Sconvolto dagli effetti apocalittici del terremoto di Haiti, sono andato in cerca di informazioni per scoprire com’era la vita nell’isola, fino all’altro ieri. Ho appreso che l’ottanta per cento degli haitiani vive (viveva) con meno di un dollaro al giorno. Che il novanta per cento abita (abitava) in baracche senza acqua potabile né elettricità. Che l’aspettativa di vita è (era) di 50 anni. Che un bambino su tre non raggiunge (raggiungeva) i 5 anni. E che, degli altri due, uno ha (aveva) la certezza pressoché assoluta di essere venduto come schiavo.
Se questa è (era) la vita, mi chiedo se sia poi tanto peggio la morte. Ma soprattutto mi chiedo perché la loro morte mi sconvolga tanto, mentre della loro vita non mi è mai importato un granché. continua a leggerlo. (Gramellini 15 gennaio La Stampa)
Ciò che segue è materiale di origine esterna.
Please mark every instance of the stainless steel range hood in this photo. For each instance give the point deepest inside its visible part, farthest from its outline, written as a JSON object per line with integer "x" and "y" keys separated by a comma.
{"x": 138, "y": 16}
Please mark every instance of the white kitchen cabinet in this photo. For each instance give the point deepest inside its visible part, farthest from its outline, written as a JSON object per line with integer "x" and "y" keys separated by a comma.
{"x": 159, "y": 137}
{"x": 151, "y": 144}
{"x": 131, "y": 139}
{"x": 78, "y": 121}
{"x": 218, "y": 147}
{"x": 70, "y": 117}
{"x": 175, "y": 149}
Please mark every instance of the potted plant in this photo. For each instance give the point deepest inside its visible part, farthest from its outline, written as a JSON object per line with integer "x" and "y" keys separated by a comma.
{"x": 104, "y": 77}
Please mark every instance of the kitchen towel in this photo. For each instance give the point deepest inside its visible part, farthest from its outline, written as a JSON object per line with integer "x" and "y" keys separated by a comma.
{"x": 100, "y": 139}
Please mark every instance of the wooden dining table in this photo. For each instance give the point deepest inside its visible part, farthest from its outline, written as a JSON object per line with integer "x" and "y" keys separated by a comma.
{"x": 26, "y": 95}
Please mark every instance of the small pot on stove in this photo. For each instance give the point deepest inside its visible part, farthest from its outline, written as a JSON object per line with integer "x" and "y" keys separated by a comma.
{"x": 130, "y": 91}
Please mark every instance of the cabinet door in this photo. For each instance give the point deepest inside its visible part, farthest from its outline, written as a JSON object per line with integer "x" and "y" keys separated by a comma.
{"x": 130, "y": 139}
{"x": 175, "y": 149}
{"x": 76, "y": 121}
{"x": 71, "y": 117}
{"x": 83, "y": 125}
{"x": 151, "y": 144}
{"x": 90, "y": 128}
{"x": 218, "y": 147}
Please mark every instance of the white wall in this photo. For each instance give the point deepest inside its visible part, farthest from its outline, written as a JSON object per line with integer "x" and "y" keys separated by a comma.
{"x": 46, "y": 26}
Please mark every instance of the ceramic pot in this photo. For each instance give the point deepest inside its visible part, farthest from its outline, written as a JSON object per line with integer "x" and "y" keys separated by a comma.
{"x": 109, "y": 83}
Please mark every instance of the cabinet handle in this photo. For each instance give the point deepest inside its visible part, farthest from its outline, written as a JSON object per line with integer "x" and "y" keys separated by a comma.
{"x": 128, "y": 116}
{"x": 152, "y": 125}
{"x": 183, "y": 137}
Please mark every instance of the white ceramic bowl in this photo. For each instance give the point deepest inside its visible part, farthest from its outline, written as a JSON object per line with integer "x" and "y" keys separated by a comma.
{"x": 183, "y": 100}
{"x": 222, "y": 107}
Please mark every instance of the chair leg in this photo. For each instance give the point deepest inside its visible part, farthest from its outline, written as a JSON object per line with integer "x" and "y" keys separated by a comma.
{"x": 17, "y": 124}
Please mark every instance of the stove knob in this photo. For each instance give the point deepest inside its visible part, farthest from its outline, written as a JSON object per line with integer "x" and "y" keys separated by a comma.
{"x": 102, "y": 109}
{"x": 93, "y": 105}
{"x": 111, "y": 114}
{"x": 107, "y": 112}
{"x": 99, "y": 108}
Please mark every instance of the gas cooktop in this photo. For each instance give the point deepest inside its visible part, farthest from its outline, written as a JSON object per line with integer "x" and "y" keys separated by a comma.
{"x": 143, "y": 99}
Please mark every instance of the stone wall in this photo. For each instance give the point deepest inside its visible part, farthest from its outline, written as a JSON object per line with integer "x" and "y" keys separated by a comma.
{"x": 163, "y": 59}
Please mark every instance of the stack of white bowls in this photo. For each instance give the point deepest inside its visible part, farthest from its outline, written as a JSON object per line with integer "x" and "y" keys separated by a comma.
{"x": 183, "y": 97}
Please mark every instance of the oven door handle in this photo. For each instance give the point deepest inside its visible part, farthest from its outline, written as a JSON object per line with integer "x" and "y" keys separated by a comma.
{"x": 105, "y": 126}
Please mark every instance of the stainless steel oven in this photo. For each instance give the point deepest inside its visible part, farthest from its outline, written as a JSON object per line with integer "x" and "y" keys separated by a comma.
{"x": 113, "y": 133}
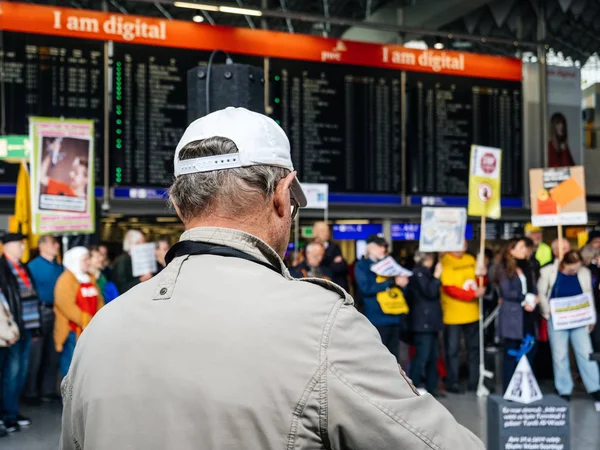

L’articolo qui sopra di Gramellini è un buon testo che mette in luce molti aspetti psicologici della vicenda e talune contraddizioni di sistema. Ci sarebbero a mio avviso varie righe non scritte sulla questione che potrebbero fare terminare in modo più politico l’articolo, cioè evidenziare come l’assuefazione (psicologica) degli italiani “brava gente” all’altrui povertà e miseria e tragedia, salvo lo svegliarsi per lo shock collettivo quando succedono ecatombi dovute a cause imprevedibili, perchè nel momento in cui gli effetti comunque devastanti di tragedie collettive sono generati da cause di natura economica o bellica e quindi “normalizzate” torna il tepore dei sensi, le porte si chiudono difronte alla parola “ma qui hai un lavoro? hai una casa?” ed il buonismo verso il misero, il profugo viene sostituito da una indifferenza se non repulsione verso il clandestino.
cosa ne pensate?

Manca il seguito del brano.